A second step is to look at marginal means. These marginal means have different names in different books and software. You may have seen them called:
- Estimated Marginal Means
- Predicted Means
- Predicted Values
- Model-based means
- Conditional means
Whatever they’re called, they are pretty simple in concept: they are the value of Y predicted by the model, at specific values of each X.
An example in linear regression: coefficients and marginal means
The best strategy for understanding the effects of predictors are to choose 2-5 values of a specific X, and look at the marginal means at those specific values of X.
For example, in a model that regresses birth weight in pounds(Y) on gestational age of the infant at birth in weeks (X), along with a number of covariates, the regression coefficient is .28. That indicates that each additional week predicts an average increase in the weight of the infant of just over a quarter of a pound, after accounting for the effects of covariates.
That is useful and a great summary of the relationship between gestational age and birthweight.
But we can get a richer understanding by looking at the marginal means of birthweight for four gestational ages (the due date is 40 weeks), holding all other covariates at their means:
These marginal means help give a context to the difference in means as X increases, as described by the coefficient.
An example in logistic regression: odds ratios and predicted odds
We can take the same strategy in logistic regression for a binary outcome variable. This time our outcome variable is whether or not the mother had a cesarean birth.
Because the coefficients are reported on a log-odds scale, we use the odds ratio as a summary description of the relationship between gestational age and the odds of a cesarean birth, after adjusting for other covariates.
This odds ratio is .90. This means for each additional week of gestation, the odds of a cesarean decrease by 10%.
But again, without knowing what the odds of cesarean are, that’s hard to evaluate. A 10% increased odds for a very rare outcome is still very rare. Looking at predicted values helps us understand that increase in context.

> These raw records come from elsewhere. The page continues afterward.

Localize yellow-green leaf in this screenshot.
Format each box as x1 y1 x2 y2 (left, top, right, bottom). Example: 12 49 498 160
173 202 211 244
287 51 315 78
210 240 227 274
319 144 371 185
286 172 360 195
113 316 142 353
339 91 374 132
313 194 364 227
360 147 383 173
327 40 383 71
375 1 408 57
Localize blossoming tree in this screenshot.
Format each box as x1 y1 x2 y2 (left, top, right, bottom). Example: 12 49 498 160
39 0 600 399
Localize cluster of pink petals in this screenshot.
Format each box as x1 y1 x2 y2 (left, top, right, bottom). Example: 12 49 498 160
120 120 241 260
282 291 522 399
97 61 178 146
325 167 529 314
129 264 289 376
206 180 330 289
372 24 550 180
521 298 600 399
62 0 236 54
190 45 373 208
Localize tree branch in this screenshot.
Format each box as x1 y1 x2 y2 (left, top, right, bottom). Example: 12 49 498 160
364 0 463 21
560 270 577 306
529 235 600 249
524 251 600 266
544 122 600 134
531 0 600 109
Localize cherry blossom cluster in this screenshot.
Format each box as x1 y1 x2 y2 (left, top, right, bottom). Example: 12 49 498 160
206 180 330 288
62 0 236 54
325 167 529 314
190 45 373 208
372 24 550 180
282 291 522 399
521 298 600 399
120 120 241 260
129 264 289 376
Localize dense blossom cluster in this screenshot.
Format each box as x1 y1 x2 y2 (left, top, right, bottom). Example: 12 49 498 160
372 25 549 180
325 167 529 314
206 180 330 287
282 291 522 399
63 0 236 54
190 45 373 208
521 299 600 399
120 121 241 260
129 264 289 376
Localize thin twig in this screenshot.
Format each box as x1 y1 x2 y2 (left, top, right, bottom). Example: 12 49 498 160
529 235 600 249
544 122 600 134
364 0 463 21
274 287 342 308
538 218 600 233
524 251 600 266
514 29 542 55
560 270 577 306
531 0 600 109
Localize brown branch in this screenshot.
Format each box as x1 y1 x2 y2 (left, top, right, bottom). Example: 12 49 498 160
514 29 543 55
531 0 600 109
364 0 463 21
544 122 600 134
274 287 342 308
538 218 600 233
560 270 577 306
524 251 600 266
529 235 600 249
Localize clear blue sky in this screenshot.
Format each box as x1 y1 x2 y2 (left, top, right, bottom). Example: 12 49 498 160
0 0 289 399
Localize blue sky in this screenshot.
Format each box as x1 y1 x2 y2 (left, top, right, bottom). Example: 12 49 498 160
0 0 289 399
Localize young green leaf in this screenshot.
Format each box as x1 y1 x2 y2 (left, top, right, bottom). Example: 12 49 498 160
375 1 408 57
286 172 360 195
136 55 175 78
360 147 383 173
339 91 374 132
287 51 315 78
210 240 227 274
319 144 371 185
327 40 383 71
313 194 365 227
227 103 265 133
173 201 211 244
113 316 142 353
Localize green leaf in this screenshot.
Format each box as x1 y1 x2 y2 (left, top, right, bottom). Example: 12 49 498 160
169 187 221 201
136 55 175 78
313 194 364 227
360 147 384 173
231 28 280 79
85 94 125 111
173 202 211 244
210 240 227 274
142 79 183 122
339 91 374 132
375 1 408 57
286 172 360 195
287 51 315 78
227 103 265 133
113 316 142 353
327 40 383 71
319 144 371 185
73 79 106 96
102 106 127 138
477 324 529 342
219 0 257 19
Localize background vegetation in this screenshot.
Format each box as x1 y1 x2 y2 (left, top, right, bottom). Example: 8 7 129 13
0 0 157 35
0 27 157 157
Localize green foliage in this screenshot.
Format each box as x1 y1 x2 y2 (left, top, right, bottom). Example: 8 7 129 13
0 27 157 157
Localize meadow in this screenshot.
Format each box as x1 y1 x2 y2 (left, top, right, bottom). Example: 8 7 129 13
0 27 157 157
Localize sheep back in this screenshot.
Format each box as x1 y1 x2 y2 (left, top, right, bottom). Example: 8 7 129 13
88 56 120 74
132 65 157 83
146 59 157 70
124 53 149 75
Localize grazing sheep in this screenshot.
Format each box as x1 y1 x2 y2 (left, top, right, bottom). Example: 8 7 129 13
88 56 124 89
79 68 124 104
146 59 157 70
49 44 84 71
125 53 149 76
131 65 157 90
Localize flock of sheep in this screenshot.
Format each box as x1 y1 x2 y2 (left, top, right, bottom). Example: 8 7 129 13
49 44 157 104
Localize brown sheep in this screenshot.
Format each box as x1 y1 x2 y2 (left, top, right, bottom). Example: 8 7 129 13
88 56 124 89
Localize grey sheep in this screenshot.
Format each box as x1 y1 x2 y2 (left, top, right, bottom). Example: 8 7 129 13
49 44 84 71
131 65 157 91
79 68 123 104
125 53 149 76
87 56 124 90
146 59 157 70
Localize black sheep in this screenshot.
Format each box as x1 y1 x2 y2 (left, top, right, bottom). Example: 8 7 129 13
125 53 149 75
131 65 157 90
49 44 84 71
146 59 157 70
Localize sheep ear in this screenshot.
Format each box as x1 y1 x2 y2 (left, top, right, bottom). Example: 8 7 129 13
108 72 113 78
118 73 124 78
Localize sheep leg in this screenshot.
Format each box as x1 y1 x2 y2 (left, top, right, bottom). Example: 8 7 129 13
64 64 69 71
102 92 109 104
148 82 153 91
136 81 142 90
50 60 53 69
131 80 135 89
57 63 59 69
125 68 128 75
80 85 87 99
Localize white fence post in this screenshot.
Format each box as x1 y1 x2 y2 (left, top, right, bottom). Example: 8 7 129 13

Most software makes it easy to directly output the predicted probabilities or the predicted log-odds, but not the predicted odds. I have generally found that most audiences find probabilities easier to understand. But there isn’t a direct relationship between X’s effect size, the odds ratio, and the predicted probabilities. So it’s worth taking the extra step to calculate that predicted odds.
So even if you eventually present the predicted probabilities in your paper, taking the intermediate step of manually calculating predicted odds can help you understand the model results.
The formula is easy: odds = P/(1-P).
In linear regression, you can think of the regression coefficient as the difference between two marginal means when you’ve chosen values of X that are one unit apart.
Likewise, in logistic regression, you can think of the odds ratio as the ratio of two predicted odds when you’ve chosen values of X that are one unit apart.